News wires join forces to fight piracy

por vgimenez
Oct 30, 2018 em Miscellaneous

Two news wires are teaming up to fight pirated photos and stories.

Agence France-Presse (AFP) and Spanish news wire EFE have joined together to defend their work from Internet sites using it without paying for it.

The commercial director of AFP contacted EFE in order to "fight together to find the pirates on the web," Olivier Bendahan, head of marketing for AFP for Latin America, told IJNet.

AFP hired a company called Attributor, to check their news wires against copy published in websites around the world. The goal is to find sites that are using content from the agency without paying for it. Other Attributor clients include Hachette Book Group, The Associated Press, The Financial Times, Deutsche Presse-Agentur and Turner Broadcasting, Inc.

Here's how it works: the agency sends all their news in different languages to the company, which also was hired by EFE. Attributor uses a program called Guardian to check the text.

Another company is in charge of checking the use of pictures that are property of the news wires. The software checks similarities pixel by pixel for each photo.

The news wires main source of income are companies that pay to publish their content. But with the proliferation of websites devoted to news, companies have to think about protecting against plagiarism because "it is becoming increasingly out of control," Bendahan said.

The software shows the percentage of matches between the content created by the agency and what is published by the site. It also indicates whether the alleged "pirate" has advertising banners -- whether the website is "making money using content from the news agency," he said.
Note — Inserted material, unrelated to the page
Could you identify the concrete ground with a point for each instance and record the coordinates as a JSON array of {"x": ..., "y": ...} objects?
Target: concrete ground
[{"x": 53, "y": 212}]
For AFP, every "pirate" website is a potential customer, because they already know the product and are interested in it. The wire's sales department classifies all the plagiarism cases they detect - which are found on a daily basis - by priority.

Salespeople contact site managers, tell them they know the site is using unlicensed content and tell them how much that content costs. The site can either license the content (entering into a contract) or remove it from the site.

If the site has advertising banners but refuses to pay for the content and continues to publish information without authorization, AFP contacts Google. In about 10 days, Google removes all Google-related advertising and eliminates the site from its search engine, Bendahan said.